The blue-clad girl laid her hand on the carver’s shoulder and said: “Now Philippa, if you gobble up your work like that, you will soon have none to do; and what will become of you then?”

The carver turned round hurriedly and showed us the face of a woman of forty (or so she seemed), and said rather pettishly, but in a sweet voice:

“Don’t talk nonsense, Kate, and don’t interrupt me if you can help it.” She stopped short when she saw us, then went on with the kind smile of welcome which never failed us. “Thank you for coming to see us, neighbours; but I am sure that you won’t think me unkind if I go on with my work, especially when I tell you that I was ill and unable to do anything all through April and May; and this open-air and the sun and the work together, and my feeling well again too, make a mere delight of every hour to me; and excuse me, I must go on.”
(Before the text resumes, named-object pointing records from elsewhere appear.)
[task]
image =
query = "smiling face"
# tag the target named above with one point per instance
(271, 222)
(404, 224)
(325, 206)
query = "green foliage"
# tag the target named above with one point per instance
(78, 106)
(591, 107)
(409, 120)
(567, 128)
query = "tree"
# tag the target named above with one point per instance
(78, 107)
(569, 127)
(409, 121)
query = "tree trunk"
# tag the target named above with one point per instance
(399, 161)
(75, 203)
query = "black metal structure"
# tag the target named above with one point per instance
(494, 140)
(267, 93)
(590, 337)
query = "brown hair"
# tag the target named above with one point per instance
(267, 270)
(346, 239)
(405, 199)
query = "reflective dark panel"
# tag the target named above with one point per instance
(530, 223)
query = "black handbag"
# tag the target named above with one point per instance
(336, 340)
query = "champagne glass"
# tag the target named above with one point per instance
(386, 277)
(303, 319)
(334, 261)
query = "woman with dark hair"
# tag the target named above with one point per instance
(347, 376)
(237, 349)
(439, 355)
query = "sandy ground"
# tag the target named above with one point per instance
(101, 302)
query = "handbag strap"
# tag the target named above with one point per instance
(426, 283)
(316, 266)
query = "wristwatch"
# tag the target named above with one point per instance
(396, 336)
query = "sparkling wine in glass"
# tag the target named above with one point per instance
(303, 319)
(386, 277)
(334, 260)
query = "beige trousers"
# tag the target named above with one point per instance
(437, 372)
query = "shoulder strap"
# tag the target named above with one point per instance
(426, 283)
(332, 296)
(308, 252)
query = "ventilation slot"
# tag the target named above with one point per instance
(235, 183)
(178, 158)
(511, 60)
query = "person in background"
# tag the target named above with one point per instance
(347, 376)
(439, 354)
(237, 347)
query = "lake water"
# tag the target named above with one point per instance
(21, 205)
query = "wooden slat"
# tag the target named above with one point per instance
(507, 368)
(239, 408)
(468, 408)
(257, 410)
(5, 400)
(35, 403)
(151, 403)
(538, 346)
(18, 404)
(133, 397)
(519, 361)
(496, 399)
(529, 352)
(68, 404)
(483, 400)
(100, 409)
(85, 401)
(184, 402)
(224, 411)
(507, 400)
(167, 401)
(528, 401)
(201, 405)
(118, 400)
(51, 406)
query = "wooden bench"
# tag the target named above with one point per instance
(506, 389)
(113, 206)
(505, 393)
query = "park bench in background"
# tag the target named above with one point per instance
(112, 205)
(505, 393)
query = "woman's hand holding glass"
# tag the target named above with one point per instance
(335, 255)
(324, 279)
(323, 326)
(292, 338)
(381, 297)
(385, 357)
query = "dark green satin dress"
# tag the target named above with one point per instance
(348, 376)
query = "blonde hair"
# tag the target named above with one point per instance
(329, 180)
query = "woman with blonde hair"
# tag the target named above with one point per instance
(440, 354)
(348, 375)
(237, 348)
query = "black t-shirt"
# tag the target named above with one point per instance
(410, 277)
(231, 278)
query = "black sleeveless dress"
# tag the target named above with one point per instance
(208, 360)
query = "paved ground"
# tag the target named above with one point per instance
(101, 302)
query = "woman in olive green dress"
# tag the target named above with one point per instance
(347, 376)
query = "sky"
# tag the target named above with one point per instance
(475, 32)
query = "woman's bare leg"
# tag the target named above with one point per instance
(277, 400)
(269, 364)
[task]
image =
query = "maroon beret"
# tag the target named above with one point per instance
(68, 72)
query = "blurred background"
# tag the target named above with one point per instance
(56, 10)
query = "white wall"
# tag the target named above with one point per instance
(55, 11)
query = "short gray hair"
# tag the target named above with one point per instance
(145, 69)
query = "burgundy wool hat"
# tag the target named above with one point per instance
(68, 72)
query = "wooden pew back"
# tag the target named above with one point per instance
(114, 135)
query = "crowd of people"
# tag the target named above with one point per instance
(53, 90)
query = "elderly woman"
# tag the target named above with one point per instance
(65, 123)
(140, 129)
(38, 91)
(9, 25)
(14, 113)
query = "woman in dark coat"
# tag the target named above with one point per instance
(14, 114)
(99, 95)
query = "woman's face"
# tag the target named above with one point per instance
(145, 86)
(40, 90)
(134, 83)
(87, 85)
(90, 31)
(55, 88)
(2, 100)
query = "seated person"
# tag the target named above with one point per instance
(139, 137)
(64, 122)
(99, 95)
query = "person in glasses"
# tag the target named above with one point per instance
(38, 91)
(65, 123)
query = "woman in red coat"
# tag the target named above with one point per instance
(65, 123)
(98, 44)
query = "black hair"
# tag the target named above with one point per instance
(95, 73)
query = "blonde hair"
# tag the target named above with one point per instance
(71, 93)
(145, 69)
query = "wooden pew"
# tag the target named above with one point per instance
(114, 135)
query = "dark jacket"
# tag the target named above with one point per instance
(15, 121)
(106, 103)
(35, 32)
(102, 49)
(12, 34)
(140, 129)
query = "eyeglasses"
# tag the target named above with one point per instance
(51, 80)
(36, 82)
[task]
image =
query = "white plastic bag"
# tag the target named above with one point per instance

She fell to work accordingly on a carving in low relief of flowers and figures, but talked on amidst her mallet strokes: “You see, we all think this the prettiest place for a house up and down these reaches; and the site has been so long encumbered with an unworthy one, that we masons were determined to pay off fate and destiny for once, and build the prettiest house we could compass here—and so— and so—”

Here she lapsed into mere carving, but the tall foreman came up and said: “Yes, neighbours, that is it: so it is going to be all ashlar because we want to carve a kind of a wreath of flowers and figures all round it; and we have been much hindered by one thing or other— Philippa’s illness amongst others,—and though we could have managed our wreath without her—”

“Could you, though?” grumbled the last-named from the face of the wall.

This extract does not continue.